The 2008 acquisition of Calabasas-based Countrywide seemed like a bargain at $2.5 billion, but when you add up real-estate losses, legal expenses, and settlements with state and federal agencies, the real price is closer to $40 billion, the WSJ reports, citing sources close to the bank And that doesn't include a 68 percent drop in the value of B of A stock. "It is the worst deal in the history of American finance," said University of North Carolina banking professor Tony Plath. From the Journal:
Bank officials say they finally have their arms around the many problems spawned by Countrywide and that it won't get much worse. Indeed, hopes that the worst is behind it on Countrywide and other fronts has propelled Bank of America's shares to a gain of more than 40% this year, making it the best-performing stock in the Dow Jones Industrial Average.

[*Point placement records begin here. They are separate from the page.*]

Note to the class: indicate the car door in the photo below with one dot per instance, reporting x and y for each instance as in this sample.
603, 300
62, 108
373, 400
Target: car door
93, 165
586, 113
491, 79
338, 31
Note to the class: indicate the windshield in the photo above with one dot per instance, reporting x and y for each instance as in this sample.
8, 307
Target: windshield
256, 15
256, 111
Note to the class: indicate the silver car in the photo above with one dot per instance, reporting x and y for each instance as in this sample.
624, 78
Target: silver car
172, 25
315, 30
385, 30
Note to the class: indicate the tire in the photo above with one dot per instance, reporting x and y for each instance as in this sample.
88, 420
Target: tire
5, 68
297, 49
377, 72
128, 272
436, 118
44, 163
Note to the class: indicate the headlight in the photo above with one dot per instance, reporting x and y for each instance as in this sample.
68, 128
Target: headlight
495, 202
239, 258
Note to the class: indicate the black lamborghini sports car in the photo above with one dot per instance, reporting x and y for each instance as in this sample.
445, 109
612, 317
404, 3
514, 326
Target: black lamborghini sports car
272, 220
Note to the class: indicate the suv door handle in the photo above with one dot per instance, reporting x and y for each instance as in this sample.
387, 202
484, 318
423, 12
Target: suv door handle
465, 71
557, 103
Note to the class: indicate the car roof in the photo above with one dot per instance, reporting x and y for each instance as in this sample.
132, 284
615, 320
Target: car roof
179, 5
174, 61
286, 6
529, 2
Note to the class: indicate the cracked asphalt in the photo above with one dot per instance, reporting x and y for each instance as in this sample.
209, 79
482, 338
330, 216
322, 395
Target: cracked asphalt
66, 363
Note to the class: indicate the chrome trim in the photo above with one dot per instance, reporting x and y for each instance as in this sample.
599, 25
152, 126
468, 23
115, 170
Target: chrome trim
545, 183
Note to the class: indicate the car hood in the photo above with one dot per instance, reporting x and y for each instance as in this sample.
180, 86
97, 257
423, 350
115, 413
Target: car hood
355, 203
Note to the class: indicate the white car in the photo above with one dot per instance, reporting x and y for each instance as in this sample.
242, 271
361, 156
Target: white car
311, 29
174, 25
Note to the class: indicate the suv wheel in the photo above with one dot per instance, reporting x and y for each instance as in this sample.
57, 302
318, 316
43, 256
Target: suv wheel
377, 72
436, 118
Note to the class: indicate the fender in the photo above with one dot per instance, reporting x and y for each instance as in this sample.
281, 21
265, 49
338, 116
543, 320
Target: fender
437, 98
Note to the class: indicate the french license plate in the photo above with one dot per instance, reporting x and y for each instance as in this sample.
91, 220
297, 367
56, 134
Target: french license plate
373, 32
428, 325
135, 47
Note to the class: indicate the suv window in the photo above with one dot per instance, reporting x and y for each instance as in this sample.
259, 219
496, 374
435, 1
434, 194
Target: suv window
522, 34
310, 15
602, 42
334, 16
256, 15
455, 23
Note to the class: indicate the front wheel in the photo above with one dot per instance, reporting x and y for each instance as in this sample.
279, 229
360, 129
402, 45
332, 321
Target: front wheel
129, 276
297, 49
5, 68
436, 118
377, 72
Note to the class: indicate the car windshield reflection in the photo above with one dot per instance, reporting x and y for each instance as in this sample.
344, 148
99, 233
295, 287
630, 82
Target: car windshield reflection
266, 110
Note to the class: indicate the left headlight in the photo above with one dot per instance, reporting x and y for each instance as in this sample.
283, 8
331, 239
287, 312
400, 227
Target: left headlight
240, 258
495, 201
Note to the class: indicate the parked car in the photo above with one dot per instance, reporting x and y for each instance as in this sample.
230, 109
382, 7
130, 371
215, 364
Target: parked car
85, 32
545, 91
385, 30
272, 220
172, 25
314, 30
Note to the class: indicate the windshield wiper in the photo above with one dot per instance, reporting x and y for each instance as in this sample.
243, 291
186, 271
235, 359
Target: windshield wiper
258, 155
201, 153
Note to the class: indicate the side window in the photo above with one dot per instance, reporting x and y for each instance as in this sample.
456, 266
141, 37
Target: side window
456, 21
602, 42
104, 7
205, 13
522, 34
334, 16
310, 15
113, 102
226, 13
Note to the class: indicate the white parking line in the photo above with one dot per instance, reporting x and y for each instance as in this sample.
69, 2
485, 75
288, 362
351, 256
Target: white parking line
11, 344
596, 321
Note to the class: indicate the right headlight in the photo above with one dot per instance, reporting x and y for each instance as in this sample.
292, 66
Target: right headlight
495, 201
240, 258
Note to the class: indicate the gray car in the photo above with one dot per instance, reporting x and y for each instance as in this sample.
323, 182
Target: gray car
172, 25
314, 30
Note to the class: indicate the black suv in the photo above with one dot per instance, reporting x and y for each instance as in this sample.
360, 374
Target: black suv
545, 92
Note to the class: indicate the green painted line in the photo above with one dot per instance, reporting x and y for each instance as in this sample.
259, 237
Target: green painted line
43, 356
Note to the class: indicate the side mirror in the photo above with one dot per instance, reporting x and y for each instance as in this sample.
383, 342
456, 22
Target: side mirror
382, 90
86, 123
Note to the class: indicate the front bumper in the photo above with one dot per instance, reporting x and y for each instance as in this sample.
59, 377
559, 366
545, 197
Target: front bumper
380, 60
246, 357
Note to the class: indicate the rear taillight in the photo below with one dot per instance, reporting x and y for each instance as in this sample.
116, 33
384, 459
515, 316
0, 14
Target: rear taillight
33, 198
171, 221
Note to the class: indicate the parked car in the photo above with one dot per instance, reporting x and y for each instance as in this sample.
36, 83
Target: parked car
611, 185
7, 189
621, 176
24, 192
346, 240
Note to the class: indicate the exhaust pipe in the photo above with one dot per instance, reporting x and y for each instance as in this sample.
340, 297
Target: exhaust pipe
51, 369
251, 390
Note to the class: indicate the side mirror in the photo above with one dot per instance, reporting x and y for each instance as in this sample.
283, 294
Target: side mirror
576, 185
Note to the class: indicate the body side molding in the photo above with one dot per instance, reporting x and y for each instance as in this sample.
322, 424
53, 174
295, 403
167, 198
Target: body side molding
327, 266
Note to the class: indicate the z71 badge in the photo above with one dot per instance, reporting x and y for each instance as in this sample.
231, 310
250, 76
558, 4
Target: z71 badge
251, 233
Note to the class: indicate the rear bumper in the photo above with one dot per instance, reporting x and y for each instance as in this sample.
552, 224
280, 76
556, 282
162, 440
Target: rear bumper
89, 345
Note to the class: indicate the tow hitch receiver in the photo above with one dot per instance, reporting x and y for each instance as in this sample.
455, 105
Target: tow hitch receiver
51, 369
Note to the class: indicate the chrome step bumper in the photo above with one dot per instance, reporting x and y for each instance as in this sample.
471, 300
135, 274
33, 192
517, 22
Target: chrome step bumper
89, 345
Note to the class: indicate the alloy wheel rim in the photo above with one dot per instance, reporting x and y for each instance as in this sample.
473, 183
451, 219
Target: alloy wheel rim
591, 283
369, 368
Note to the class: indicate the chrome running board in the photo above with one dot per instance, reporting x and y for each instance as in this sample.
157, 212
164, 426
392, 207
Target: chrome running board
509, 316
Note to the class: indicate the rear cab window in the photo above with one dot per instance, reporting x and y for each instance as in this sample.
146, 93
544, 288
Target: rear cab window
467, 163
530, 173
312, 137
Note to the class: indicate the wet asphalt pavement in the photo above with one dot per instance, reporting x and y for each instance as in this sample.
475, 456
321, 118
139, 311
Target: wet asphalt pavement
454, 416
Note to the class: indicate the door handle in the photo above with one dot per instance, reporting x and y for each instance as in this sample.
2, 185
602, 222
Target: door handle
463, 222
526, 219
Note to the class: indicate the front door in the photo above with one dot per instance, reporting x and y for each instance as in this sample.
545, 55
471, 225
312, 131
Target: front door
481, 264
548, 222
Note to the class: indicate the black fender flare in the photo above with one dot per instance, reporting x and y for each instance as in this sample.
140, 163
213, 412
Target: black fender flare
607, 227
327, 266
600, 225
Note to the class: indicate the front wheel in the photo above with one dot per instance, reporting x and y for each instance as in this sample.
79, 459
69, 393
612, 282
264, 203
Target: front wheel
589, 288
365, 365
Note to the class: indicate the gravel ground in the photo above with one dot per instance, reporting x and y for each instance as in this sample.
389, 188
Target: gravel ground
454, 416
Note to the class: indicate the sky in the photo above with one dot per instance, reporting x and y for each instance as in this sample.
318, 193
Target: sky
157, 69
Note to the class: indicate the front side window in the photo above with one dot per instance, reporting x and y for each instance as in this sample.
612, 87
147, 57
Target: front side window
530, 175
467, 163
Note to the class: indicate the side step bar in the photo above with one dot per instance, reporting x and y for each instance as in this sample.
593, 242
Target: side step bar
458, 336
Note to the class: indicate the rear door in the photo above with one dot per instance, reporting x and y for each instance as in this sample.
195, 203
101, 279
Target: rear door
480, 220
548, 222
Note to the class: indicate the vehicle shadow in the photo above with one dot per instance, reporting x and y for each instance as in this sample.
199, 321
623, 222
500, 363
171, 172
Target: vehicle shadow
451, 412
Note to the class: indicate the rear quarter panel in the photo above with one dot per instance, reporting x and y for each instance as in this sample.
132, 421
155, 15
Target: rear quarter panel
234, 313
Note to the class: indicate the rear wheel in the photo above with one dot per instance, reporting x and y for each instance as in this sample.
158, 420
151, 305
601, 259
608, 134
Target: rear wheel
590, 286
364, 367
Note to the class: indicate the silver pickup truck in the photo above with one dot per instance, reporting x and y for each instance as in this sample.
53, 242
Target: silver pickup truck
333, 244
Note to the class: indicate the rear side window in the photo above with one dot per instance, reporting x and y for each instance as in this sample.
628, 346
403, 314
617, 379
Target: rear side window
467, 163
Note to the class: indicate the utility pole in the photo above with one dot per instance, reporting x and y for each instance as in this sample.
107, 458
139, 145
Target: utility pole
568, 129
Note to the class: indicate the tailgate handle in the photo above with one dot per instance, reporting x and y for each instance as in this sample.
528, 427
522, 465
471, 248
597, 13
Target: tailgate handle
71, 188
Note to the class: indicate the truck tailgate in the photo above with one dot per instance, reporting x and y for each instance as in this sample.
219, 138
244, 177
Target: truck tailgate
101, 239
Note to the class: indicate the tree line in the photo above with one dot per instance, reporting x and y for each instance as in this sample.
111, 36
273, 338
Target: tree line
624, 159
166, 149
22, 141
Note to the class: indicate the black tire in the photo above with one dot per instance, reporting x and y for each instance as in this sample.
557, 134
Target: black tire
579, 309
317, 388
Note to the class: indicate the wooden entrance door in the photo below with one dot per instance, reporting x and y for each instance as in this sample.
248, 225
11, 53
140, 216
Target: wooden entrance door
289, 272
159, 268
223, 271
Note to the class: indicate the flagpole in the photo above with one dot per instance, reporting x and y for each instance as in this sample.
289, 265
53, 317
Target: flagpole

Countrywide saddled Bank of America with hundreds of thousands of delinquent borrowers, thrust it into the middle of a foreclosure-paperwork scandal and exposed the bank to countless lawsuits from mortgage-bond investors and insurers. The number of people handling poor-performing real-estate loans for Bank of America ballooned from 5,000 at the time of the Countrywide purchase to 50,000.
Let's also not forget the $67.5 million that Countrywide CEO Angelo Mozilo agreed to pay to settle a civil fraud case brought by the SEC, (though B of A wound up paying a good chunk of that amount). The Justice Department decided not to pursue a criminal case against Mozilo.